Les femmes contribuent significativement à la prospérité de la Suisse, grâce au travail de soins non rémunéré et à leur forte participation au marché du travail. Mais parallèlement, elles ne sont souvent pas en mesure de couvrir leurs besoins vitaux ou y parviennent à peine. Une politique de l’égalité qui se focalise uniquement sur le marché du travail et la conciliation ne va pas assez loin. Il ne suffit pas que les femmes travaillent plus et rattrapent leur retard économique. Il faut réévaluer et redistribuer le travail dans son ensemble — en particulier le travail de soins.
Il faudrait proposer des modèles d’activité professionnelle qui permettent de mieux concilier emploi et travail de soins, par exemple en réduisant le temps de travail hebdomadaire (tout en maintenant le salaire), en encourageant les hommes à travailler à temps partiel et à effectuer un travail de soins non rémunéré, en développant une protection sociale aussi bien pour le travail rémunéré et le travail non rémunéré et, enfin et surtout, en rémunérant le travail de soins.

Prise en charge des proches, un risque de pauvreté

Les personnes qui ont besoin de soins, par exemple à la suite d’une maladie ou à cause du grand âge, souhaitent généralement rester chez elles le plus longtemps possible. Dans de nombreux cas, ce sont les proches qui assurent leur prise en charge et leurs soins. Souvent, ces proches doivent réduire pour ce faire leur taux d’activité ou changer de travail et voient en conséquence leur revenu baisser. C’est ainsi que les soins non rémunérés prodigués à des proches engendrent un risque de pauvreté.

En 2020, selon l’Office fédéral de la statistique, 600'000 personnes effectuaient en Suisse des travaux de prise en charge de manière informelle. Environ la moitié d’entre elles effectuaient également un travail de soins et plus d’un quart étaient en âge de travailler. En raison du vieillissement de la population, on peut s’attendre à ce que le nombre de personnes ayant besoin de soins et d’assistance ait tendance à augmenter — et donc aussi le nombre de proches aidants.

Caritas lance le projet pilote «Soigner les proches»

La Confédération reconnaît le problème: depuis l’adaptation en 2019 de la loi sur l’assurance maladie (LAMal), il est possible pour les proches soignants de se faire engager par une organisation disposant d’une licence Spitex.
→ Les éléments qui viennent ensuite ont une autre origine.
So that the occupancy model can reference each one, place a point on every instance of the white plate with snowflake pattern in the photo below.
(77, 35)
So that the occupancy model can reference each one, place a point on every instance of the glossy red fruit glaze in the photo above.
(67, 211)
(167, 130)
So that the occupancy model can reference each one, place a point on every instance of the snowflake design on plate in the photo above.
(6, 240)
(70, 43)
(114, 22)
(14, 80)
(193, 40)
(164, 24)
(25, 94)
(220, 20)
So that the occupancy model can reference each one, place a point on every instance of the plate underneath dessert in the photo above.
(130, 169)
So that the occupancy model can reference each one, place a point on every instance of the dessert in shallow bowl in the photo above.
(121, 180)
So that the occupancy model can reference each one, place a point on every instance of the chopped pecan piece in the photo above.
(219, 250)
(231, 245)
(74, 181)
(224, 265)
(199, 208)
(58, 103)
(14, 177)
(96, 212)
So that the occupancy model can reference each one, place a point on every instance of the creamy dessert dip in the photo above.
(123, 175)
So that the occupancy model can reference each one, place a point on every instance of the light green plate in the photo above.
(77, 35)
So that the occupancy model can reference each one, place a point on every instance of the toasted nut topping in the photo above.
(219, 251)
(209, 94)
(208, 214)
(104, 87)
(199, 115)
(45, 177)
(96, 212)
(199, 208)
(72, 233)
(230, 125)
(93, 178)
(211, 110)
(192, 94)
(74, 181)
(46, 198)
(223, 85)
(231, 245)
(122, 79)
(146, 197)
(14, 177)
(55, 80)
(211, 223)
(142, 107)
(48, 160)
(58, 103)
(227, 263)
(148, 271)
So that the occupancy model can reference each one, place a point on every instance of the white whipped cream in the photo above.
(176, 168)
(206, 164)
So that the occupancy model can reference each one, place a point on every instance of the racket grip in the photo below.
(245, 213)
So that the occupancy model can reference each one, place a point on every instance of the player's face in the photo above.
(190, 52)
Sur le plan juridique, il existe ainsi une base permettant d’atténuer la pression financière qui pèse sur les proches aidants. Mais à l’heure actuelle, seules quelques organisations d’aide et de soins à domicile proposent cette offre sur l’ensemble du territoire. 
C’est là qu’intervient le projet de Caritas «Soigner les proches». C’est Caritas qui emploie et rémunère ces proches aidants. Ils bénéficient d’un accompagnement professionnel, d’un soutien et d’une couverture sociale et sont encouragés à fréquenter des cours de formations continues, ce qui peut leur ouvrir de nouvelles perspectives sur le marché du travail, même à long terme.
Le projet est actuellement dans sa phase pilote, et disponible dans les cantons de Lucerne et de Zoug. D’autres cantons suivront. 

Selon la LAMal, seules les prestations de soins relevant des soins de base sont remboursées. Cela comprend l’aide pour manger et boire, se laver, s’habiller et se déshabiller, faire des exercices de mobilité ou changer de position dans le lit. Ne sont toujours pas rémunérées les prestations de compagnie ou les tâches administratives. Caritas Suisse espère que, non seulement le travail de soins, mais aussi les prestations de compagnie et d’assistance, seront reconnus comme un travail et rémunérés en conséquence.